Some on the left, especially the Labourites, call for renationalisation and a return to British Rail. Although this would improve the situation by bringing the industry back together, it does not address the issues of investment and democratic control.

Swapping greedy private capitalists for cash-strapped state capitalists is not in itself a real solution. We need to combine the demand for renationalisation with the call for democratic workers' control. We must insist that rail transport is fully funded, and safety is not played off against service and efficiency. The state as the executive committee of the capitalist class must foot the bill, whatever the cost.

However, such problems cannot be permanently solved under exploitative economic relations. Like everything else under capitalism, rail safety comes with a price-tag attached.

Peter Grant
Manchester Piccadilly Aslef and Greater Manchester Socialist Alliance

 


 

True face of rail privatisation

Serious questions need to be asked about the Hatfield rail crash. Why has it taken so long to address the known fact that there are major problems with the rail infrastructure? Over 940 broken rail incidents have been recorded so far this year. Why has it taken 10 months to respond to the situation of the rail defect at Hatfield, this being the cause of the derailment and consequent death of four people?

Now we find blanket speed restrictions of 50mph and 80mph imposed on curves such as those like the stretch of track at Hatfield. The phrase 'too little, too late' springs to mind.
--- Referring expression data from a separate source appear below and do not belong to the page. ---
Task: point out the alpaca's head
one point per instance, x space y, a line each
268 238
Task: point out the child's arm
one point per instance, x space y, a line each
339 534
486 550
As if to emphasise the inadequacy of the response, another passenger train was derailed just outside Stafford two days later (this time at low speed, thank goodness). This accident - on the Virgin service from Birmingham to Manchester - was also caused by a broken rail.

How long do we have to wait for the next tragedy to happen? It is time to call for safety to be put before profit. Railtrack makes £1 million profit per day, a large part of which is paid out to shareholders. The truth is that privatisation - driven by a desire to tame the rail unions by breaking up the network, while simultaneously lining the pockets of the fat cats - has resulted in a lack of coordination, an increase in bureaucracy, poor service and, as we have seen, a scandalous compromising of safety.

Not only Railtrack, but all train operating companies must be immediately taken out of the hands of the profiteers and renationalised. We make this demand not because we have any illusions that such a step would somehow make the industry 'ours' (nationalisation under capitalism equals the collective ownership of the bourgeoisie, not of the people). Still less do we believe that it would be a step towards socialism. However, we must force the state to act to safeguard railworkers and passengers.

But we must not leave it there. There is a better way to ensure safety, and that is through workers themselves, irrespective of their union, taking action to bring the trains, the infrastructure and working practices under their direct control. Workers - whether employed by Railtrack, the train operating companies (TOCs) or subcontractors - have a burning interest in maximising safety and know perfectly well what steps are needed and how they can be carried through.

Trade unions in the rail industry should not only be calling, but fighting for renationalisation, but I doubt if they will. And of course workers' control is just about the least likely demand we would expect to hear from the present set of union leaders. While support from national executive members is obviously more than welcome, activists themselves must step up their campaigning for workers to take matters into their own hands.